My sister is going to college on Saturday.
Let's be honest, right now I want to sit on the ground with the arms crossed and just pout. You can't go!
I LOVE my Erin! I can't even begin to describe how much I love her about how I feel about her leaving.. I'm SO excited for her.. but it's a lot of mixed emotions.
I know that Madison isn't really that far and we already live 45 minutes away (that's even too far).. but it's just the fact that she's moving. Moving on. That she's growing up, going to college and that I don't get to be a part of that. I know it's selfish, but I can be selfish, right? She's my little sister!

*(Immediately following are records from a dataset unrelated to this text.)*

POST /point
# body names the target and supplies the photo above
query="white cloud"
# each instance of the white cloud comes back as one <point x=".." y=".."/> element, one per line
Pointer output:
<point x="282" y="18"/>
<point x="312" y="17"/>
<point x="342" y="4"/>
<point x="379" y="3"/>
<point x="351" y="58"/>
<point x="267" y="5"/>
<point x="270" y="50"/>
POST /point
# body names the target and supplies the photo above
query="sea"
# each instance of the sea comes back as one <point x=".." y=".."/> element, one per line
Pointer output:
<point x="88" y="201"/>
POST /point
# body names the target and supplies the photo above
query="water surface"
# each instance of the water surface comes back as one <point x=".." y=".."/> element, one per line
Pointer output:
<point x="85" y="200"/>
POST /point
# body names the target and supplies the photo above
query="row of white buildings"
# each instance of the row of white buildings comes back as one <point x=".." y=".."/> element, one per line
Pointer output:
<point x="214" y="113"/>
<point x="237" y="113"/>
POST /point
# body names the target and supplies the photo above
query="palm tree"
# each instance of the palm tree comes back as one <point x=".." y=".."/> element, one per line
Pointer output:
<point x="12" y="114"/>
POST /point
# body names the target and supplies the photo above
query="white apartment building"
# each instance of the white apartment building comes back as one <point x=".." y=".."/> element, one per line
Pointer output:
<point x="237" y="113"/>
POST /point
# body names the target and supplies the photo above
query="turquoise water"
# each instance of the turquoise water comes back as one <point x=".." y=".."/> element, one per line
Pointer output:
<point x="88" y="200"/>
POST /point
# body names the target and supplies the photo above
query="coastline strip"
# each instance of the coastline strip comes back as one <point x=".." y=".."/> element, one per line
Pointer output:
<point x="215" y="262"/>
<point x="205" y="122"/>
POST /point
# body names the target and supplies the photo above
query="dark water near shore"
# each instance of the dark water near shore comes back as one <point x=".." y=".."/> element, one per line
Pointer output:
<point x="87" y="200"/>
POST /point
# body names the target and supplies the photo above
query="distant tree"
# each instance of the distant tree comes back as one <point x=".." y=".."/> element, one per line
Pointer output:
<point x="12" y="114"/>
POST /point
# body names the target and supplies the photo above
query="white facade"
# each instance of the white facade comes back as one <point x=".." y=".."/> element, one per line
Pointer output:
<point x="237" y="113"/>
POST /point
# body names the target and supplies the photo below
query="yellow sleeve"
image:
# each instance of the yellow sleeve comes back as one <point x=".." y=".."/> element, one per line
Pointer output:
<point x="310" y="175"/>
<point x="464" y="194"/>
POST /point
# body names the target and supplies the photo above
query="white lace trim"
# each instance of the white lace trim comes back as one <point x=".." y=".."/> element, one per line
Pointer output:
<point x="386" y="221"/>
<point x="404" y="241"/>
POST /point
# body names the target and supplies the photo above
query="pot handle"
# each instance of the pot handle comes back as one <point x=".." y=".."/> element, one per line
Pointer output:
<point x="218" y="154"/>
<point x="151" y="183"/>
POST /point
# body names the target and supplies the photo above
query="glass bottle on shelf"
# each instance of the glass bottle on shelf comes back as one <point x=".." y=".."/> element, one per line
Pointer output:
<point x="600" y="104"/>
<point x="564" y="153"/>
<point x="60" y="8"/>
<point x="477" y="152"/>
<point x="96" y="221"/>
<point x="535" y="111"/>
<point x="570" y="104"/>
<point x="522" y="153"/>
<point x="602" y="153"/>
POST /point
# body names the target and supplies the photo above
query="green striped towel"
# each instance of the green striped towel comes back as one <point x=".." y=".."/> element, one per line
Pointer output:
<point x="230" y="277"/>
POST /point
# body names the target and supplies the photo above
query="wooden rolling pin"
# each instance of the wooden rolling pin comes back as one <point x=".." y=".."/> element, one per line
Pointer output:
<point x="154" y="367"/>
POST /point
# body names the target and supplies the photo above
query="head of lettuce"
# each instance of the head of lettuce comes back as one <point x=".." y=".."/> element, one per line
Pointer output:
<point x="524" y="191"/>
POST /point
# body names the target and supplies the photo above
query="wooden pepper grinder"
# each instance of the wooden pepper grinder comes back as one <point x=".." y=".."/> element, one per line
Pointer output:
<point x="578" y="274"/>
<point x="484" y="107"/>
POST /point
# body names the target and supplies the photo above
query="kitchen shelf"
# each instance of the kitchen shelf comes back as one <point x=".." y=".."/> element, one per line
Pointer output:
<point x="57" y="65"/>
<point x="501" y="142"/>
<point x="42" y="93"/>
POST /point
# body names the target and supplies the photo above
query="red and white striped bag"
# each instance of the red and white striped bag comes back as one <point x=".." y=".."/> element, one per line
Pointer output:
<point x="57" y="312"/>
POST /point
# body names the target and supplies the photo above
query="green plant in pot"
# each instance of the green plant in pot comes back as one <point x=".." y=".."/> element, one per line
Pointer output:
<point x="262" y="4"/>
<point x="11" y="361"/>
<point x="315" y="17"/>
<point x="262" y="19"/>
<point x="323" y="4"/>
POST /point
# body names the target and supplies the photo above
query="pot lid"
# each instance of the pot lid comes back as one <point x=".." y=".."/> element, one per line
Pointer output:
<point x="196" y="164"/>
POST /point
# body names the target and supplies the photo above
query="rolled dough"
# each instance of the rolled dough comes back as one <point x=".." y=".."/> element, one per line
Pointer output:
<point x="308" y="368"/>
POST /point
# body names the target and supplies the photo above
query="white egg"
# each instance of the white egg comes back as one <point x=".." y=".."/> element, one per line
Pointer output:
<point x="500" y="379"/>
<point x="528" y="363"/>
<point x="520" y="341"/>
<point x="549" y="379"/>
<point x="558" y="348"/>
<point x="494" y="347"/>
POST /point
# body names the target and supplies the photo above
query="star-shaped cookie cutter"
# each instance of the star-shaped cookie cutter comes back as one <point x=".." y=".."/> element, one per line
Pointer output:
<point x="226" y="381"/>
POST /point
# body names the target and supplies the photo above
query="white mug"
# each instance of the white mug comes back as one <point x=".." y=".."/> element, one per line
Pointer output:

I think I'm beginning to see, on a much smaller scale.. what it feels like to have your kids go off to kindergarden for the first time (don't get my started on Leyton's first day of school. Kids can start school at age 12, right?) But I'm going to miss her! I know she'll have so much fun, but I want to be there! I'm so thrilled for her.. for the new stuff, the new friends, new places, new everything! She's about to start an incredible adventure and I'm so excited to watch her and see how God will use her. To see her put into practice all the things she's learned.
I've been so blessed to be a part of her life and to watch her grow up into the woman God has made her to be. And to think that I maybe had the slightest impact on her, makes me the luckiest sister in the world.